Related papers: CinePreGen: Camera Controllable Video Previsualization via Engine-powered Diffusion

CinePreGen: Camera Controllable Video Previsualization via Engine-powered Diffusion

URL: http://arxiv.org/abs/2408.17424v1
Date: Fri, 30 Aug 2024 17:16:18 GMT
Title: CinePreGen: Camera Controllable Video Previsualization via Engine-powered Diffusion
Authors: Yiran Chen, Anyi Rao, Xuekun Jiang, Shishi Xiao, Ruiqing Ma, Zeyu Wang, Hui Xiong, Bo Dai,
Abstract summary: CinePreGen is a visual previsualization system enhanced with engine-powered diffusion.

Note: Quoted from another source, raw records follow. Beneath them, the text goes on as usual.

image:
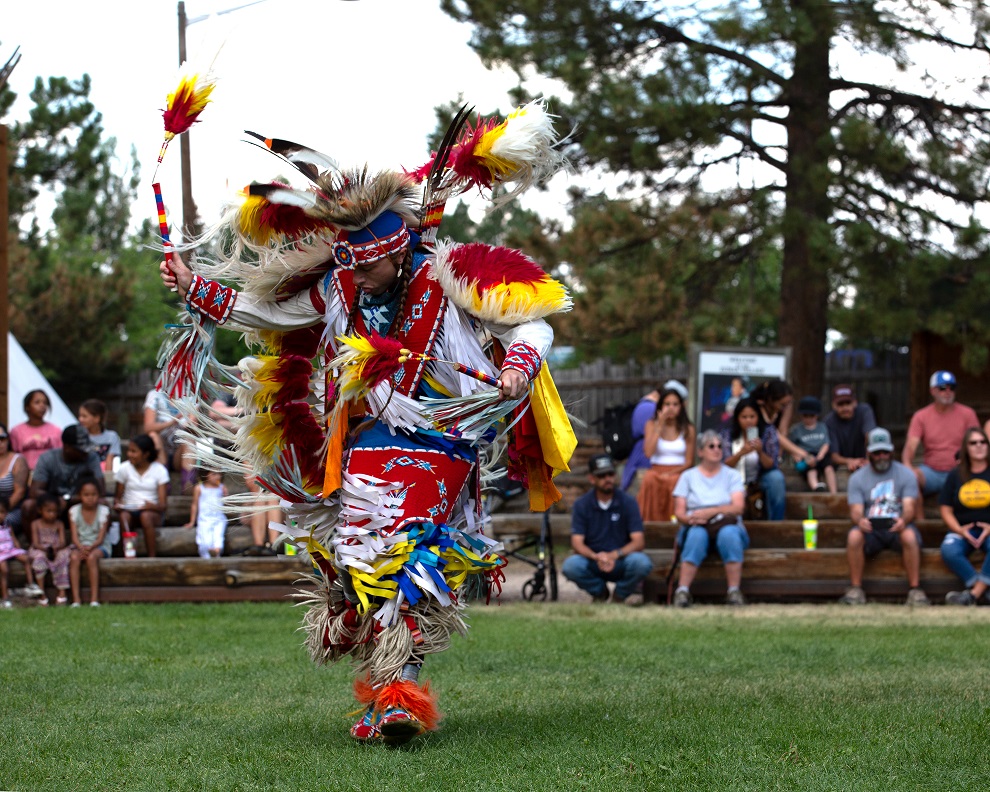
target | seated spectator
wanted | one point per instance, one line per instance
(206, 514)
(35, 436)
(938, 429)
(607, 539)
(848, 425)
(710, 498)
(14, 474)
(669, 445)
(964, 505)
(11, 548)
(106, 442)
(811, 437)
(162, 422)
(89, 522)
(60, 470)
(754, 455)
(49, 551)
(881, 506)
(141, 491)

It features a novel camera and storyboard interface that offers dynamic control, from global to local camera adjustments.
Score: 29.320516135326546
License: http://arxiv.org/licenses/nonexclusive-distrib/1.0/
Abstract: With advancements in video generative AI models (e.g., SORA), creators are increasingly using these techniques to enhance video previsualization. However, they face challenges with incomplete and mismatched AI workflows. Existing methods mainly rely on text descriptions and struggle with camera placement, a key component of previsualization. To address these issues, we introduce CinePreGen, a visual previsualization system enhanced with engine-powered diffusion. It features a novel camera and storyboard interface that offers dynamic control, from global to local camera adjustments. This is combined with a user-friendly AI rendering workflow, which aims to achieve consistent results through multi-masked IP-Adapter and engine simulation guidelines. In our comprehensive evaluation study, we demonstrate that our system reduces development viscosity (i.e., the complexity and challenges in the development process), meets users' needs for extensive control and iteration in the design process, and outperforms other AI video production workflows in cinematic camera movement, as shown by our experiments and a within-subjects user study. With its intuitive camera controls and realistic rendering of camera motion, CinePreGen shows great potential for improving video production for both individual creators and industry professionals.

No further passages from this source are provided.